Una mala noticia para Pedro Sánchez y también para Alberto Núñez Feijóo, que no desiste en su propósito de seducir a los peneuvistas por muy difícil que estos se lo pongan, pero cuyo partido sigue dando la sensación de no haber sabido leer aún la pulsión profunda de una sociedad vasca que no es que quiera olvidar el pasado, que también, sino que sobre todo rechaza que le estén permanentemente recordando un drama que abochorna a la mayoría.

A pesar de ello el PP podía haber optado por jugar la carta del terrorismo, sin sobreactuaciones pero sin complejos, e intentar de este modo sacar a Vox de la ecuación. Decidió pasar de puntillas como los demás y pescar en el territorio de los indecisos. Se quedó a mitad de camino. Vox aguantó y fue el líder del PSE, Eneko Andueza quien, con una campaña diseñada como si de la antítesis de Sánchez se tratara, acabó cobrándose la mejor pieza de la indecisión.
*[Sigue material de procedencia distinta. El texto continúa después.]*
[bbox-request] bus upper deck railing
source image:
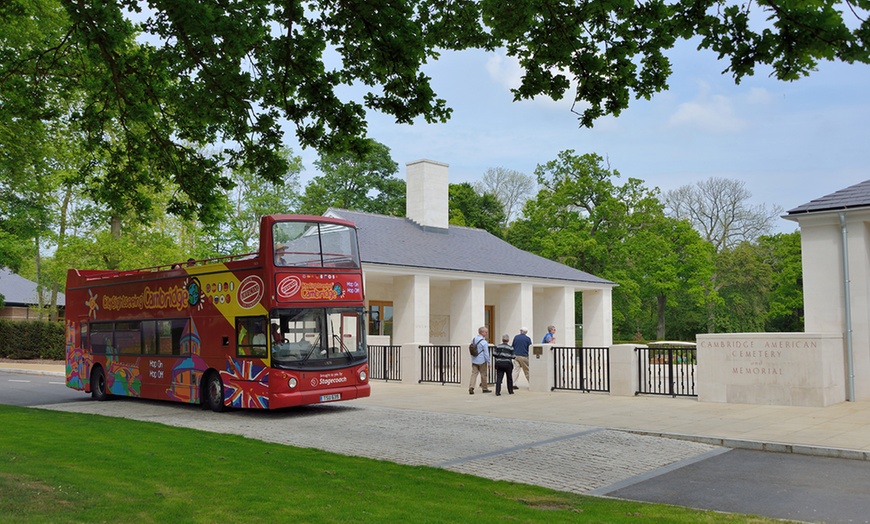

No ha habido drama en Euskadi, y sin embargo siguen vivas las principales preocupaciones. Eso es lo que no ha entendido el PP: que quizá no era necesario hablar de terrorismo pero sí, y mucho, de la urgencia de recuperar los espacios abandonados por el Estado en el País Vasco, lo que incluye la educación y la memoria; de que ahora lo que tocaba era, como aquí ha dejado escrito Carlos Martínez Gorriarán, “ocuparse de política e ideas, en vez de lamentos morales”. Y es que en política se puede ser ocasionalmente irrelevante, pero lo que es imperdonable es abonarte a la inanidad.